Chiton salihafui

Scientific classification
- Kingdom: Animalia
- Phylum: Mollusca
- Class: Polyplacophora
- Order: Chitonida
- Family: Chitonidae
- Genus: Chiton
- Species: C. salihafui
- Binomial name: Chiton salihafui (Bullock, 1972)
- Synonyms: Chiton (Rhyssoplax) salihafui Bullock, 1972;

= Chiton salihafui =

- Authority: (Bullock, 1972)
- Synonyms: Chiton (Rhyssoplax) salihafui Bullock, 1972

Species of mollusc

Chiton salihafui, the python chiton, is a medium-sized polyplacophoran mollusc in the family Chitonidae, found on the west coast of Africa.

==Description==
The valves are each bear an elongate dark triangle which is offset by a lighter area, and their central portions are marked with clear longitudinal striations. The girdle is covered with smooth, overlapping scales. The species somewhat resembles Chiton politus. Average adult length is 40 mm.

==Distribution and habitat==
C. salihafui occurs along the west coast of Africa, having been recorded from Tanzania, Somalia, Mozambique and the northernmost part of South Africa, where the only known colony is a single location in Maputaland.
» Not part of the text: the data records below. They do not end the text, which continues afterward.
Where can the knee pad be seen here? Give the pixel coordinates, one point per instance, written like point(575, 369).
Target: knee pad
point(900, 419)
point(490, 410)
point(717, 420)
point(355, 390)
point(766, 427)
It can be found under shady overhangs relatively high on the shore.

==Conservation==
The species is collected for use in traditional medicine, a practice that may have led to considerable depletion of the limited populations in the southern extremes of its range. It has been suggested that collectors be co-opted into conservation efforts by asking them to collect preferentially from the lower parts of the shore, thus shifting the pressure onto the more common Onithochiton literatus.